Isa, do you not believe in the "law written on their hearts" to which St. Paul refers?
I'm not Isa but I think the point of all this critique of "natural law" is that the concept is inherently religious ad not at all "neutral" or whatever other quasi-synonymous term its apologists use. Like there is no big and obvious "natural" case against the use of a condom by a married couple somehow written in the physical structure of the universe that physicists can can observe in the same way as the law of gravity or whatever.
I wouldn't say it is religious, but it does presuppose the existence of God.
No, it does not. The Stoics, from whom you got it, worked without one.
For Aquinas, God's existence can be demonstrated by reason. I realize that that is not a popular view on this forum, but at least in Aquinas' mind, (and St. Paul's for that matter), one does not have to belong to a particular religion to have knowldge of good and evil. That doesn't mean that that knowledge comes easy.

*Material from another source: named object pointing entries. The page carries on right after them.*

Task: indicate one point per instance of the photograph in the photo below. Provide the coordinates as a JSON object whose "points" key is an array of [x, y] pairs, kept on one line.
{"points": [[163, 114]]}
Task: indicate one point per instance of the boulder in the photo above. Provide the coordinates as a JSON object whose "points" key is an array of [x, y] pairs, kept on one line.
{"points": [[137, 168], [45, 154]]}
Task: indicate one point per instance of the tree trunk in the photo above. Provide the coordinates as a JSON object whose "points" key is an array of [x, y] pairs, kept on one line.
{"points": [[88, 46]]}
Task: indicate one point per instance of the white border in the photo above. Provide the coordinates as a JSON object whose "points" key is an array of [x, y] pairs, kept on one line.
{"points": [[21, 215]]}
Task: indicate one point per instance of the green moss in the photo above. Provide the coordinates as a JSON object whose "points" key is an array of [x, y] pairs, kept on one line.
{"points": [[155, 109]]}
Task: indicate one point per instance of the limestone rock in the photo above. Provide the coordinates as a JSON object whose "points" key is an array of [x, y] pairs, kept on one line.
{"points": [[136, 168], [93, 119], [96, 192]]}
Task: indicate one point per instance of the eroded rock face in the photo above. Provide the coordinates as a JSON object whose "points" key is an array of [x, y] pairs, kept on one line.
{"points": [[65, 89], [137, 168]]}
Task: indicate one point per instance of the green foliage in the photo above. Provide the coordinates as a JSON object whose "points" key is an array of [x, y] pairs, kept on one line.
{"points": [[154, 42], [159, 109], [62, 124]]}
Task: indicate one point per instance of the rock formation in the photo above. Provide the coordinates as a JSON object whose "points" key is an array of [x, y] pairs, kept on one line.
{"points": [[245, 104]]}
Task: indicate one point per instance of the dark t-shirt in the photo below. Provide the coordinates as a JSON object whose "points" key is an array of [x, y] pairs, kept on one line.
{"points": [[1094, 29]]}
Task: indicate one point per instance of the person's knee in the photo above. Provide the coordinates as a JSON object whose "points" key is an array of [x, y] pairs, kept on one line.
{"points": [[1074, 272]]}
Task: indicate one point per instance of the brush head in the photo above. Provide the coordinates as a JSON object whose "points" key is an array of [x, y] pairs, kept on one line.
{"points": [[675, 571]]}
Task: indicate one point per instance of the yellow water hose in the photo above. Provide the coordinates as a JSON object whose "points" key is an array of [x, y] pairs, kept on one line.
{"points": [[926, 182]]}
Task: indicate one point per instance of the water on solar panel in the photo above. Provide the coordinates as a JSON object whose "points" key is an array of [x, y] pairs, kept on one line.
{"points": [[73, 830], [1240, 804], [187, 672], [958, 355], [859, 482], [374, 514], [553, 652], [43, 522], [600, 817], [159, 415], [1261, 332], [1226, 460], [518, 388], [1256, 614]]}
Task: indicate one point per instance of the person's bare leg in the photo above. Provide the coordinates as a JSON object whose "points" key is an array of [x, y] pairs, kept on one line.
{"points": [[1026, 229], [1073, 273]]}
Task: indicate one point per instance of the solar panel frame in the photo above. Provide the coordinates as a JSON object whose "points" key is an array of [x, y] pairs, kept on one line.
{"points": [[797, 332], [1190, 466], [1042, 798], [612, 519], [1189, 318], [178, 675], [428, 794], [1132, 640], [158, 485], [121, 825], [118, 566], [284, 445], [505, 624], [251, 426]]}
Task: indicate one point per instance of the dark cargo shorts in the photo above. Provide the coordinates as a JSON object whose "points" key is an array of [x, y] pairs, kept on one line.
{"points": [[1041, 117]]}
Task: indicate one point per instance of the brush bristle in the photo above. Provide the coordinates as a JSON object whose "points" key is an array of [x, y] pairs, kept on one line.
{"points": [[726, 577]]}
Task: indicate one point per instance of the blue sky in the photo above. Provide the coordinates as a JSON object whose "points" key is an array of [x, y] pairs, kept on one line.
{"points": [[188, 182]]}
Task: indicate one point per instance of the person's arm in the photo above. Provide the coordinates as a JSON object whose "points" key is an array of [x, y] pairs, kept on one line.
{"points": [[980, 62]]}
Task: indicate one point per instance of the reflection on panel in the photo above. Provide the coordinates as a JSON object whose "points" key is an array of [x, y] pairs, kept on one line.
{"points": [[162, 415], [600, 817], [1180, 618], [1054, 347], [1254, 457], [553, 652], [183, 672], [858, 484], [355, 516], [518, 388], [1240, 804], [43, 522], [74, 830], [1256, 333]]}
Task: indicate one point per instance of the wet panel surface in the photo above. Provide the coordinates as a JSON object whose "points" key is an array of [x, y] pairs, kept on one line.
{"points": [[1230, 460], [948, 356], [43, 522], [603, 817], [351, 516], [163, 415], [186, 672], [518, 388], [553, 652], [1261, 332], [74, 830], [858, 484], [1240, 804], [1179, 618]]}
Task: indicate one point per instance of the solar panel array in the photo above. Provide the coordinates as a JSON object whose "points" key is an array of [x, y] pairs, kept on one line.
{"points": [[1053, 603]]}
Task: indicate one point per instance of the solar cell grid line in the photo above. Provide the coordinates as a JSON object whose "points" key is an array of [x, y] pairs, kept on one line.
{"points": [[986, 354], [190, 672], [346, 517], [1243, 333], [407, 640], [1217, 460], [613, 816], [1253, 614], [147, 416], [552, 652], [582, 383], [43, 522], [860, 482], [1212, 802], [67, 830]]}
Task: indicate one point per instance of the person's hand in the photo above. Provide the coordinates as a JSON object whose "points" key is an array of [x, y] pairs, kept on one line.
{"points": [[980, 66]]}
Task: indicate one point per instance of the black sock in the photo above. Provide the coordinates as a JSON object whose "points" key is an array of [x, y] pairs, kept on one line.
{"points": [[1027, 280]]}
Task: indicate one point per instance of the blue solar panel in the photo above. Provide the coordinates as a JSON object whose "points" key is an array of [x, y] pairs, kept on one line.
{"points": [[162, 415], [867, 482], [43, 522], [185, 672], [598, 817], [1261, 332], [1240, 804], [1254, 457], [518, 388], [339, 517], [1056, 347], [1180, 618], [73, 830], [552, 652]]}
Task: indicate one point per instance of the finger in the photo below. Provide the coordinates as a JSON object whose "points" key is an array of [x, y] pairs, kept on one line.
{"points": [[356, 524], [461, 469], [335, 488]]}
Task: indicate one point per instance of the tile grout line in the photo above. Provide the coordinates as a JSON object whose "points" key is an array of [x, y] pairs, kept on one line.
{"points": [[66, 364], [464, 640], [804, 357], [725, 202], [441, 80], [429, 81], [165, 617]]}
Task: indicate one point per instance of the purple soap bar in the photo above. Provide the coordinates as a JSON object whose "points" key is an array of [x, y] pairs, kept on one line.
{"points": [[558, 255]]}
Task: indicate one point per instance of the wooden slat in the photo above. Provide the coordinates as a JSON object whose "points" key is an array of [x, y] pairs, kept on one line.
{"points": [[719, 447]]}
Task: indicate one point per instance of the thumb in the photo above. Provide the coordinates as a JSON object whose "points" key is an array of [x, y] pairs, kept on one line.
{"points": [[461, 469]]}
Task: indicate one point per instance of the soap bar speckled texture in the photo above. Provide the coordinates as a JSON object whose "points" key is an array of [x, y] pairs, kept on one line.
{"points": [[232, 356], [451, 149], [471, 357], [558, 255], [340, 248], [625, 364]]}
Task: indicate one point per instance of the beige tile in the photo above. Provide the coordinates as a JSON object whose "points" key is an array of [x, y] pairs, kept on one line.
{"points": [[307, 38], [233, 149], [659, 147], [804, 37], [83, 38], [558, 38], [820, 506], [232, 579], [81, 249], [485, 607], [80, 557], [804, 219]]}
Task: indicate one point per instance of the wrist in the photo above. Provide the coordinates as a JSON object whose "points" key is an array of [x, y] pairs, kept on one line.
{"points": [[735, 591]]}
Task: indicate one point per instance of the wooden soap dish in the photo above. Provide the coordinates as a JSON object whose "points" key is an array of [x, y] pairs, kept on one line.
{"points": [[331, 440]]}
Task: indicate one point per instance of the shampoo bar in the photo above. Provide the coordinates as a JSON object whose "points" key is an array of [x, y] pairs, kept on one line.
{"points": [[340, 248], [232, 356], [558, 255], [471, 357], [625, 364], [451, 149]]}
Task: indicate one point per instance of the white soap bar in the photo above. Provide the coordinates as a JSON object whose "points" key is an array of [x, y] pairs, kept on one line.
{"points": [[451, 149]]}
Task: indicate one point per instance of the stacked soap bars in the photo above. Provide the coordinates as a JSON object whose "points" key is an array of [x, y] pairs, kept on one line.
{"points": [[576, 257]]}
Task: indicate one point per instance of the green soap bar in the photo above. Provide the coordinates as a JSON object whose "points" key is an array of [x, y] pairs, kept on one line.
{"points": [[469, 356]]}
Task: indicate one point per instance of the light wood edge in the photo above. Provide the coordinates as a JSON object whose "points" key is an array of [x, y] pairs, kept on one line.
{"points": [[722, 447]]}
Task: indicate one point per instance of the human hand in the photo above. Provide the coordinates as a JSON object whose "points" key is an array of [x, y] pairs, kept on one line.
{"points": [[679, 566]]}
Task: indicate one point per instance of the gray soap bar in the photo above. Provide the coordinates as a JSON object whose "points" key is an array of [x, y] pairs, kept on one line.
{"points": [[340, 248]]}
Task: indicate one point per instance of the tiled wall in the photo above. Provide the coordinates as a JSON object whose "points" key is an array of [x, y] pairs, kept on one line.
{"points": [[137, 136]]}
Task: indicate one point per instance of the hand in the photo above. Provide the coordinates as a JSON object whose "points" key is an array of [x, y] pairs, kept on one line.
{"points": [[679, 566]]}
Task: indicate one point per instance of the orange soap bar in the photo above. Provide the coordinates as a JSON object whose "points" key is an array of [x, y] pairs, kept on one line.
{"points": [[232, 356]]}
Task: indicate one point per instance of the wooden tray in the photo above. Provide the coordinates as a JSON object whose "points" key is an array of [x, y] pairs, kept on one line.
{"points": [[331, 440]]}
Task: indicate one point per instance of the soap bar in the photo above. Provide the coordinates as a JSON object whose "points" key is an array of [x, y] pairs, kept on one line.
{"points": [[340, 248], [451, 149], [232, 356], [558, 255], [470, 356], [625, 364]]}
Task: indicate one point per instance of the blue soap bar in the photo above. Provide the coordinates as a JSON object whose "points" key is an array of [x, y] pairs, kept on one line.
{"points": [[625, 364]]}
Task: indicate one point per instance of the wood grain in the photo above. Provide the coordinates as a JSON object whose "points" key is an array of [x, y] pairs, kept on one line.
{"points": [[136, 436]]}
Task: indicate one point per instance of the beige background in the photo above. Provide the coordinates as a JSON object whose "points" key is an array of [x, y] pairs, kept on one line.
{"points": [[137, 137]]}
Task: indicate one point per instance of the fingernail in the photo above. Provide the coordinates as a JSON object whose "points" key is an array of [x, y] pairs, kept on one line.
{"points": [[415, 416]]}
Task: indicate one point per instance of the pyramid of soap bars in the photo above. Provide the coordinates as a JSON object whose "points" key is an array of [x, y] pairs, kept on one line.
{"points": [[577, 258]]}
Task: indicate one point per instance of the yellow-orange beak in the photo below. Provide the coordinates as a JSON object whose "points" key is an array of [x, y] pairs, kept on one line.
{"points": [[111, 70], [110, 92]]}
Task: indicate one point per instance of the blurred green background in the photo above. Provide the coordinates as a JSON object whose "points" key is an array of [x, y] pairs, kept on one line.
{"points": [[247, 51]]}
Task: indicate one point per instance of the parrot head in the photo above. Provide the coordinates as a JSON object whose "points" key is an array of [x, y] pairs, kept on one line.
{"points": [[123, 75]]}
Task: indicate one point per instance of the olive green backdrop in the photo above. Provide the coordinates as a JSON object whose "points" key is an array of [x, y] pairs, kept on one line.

That being said, Aquinas argues that because it is easy to make errors in our moral reasoning, God gave us divine revelation of the moral law in the scriptures, particularly in the ten commandments.
hence those of us who have the Law and the Gospel have no use for it, as the Fathers indicate above.
The Catholic view of Natural Law does depend on the existence of God. That is a clear indication that the Catholic view is different from the Stoic view.
Only in the way that the Vatican's Scholasticism differs from Islam's.
But that, like your comment, isn't on point: those of us who have the Law and the Gospel have no use for any "Natural Law" except for polemics/apologetics against non-believers. And even then, that Natural Law differs from the Vatican view of Natural Law.
But back to you view of Natural Law: evidently it doesn't depend on a God, because during the course of the Renaissance and the transformation of the West's "Natural Law" into its International Law and Human Rights etc., He was factored out of it.